This year, the Town of Montreal West hosted its very first Zero Waste Challenge during Circular Economy Month. This initiative is part of the Town’s collective effort to strive for zero waste and increase the rate of residual materials diverted from landfill.
Objectives of the Challenge
The Challenge had three main objectives for participating households, which are:
- To learn about your local household waste streams, habits, and literacy.
- To track what goes in your garbage to identify your perception of how much trash your household produces and contrast it with how much is actually produced.
- Optimize your waste management practices, reduce your waste at its source and learn how to take more eco-friendly actions.
How the Challenge worked
The Challenge spanned the course of three weeks, beginning on October 27, 2022. To encourage and build a sense of community, participating households were grouped into teams. An online “trash diary” was provided to participants to log their weekly garbage waste (excluding recycling and compost). As part of this trash diary, the participants had to tally the different types of waste that were present in their garbage bin(s) and weigh the total amount of trash that they produced that week. The team with the largest difference of garbage waste produced wins the challenge (and a unique prize)! The participating households were also given a guide to extra resources, which will also be shared townwide, that addresses the common questions raised while filling out the trash diary as well as suggested blogs, videos, and books to check out.
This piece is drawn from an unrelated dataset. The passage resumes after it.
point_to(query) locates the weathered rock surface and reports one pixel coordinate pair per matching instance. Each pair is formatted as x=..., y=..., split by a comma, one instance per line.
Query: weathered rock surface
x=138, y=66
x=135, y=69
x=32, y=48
After calculating the total weight of all the different teams, we are excited to announce that Team RePhil has won the challenge – congratulations! Team RePhil produced the largest difference in the waste produced between weeks 1 and 3. On average, Team RePhil produced 0.655 kg of waste per week, compared to Team Original Mo Wasters and Team No Mo Wasters, which produced 1.85 kg and 1.75 kg respectively. We also found that there were certain items that were commonly wasted among households, some of which included plastic food wrappers, soft and hard plastic packaging, cotton swabs, and chip bags.
Many were surprised by the ubiquitous amount of plastic and mixed material items found in their garbage bin, with one participant noting that “you may as well have lost once that plastic is in your home”. Despite the abundance, many found ways to repurpose and recycle items that would have otherwise been landfilled. The challenge also provided a platform for households to share resources with each other. Overall, the challenge was a success with most participants noting that they have learned something new, and we hope to continue our zero waste efforts into the new year.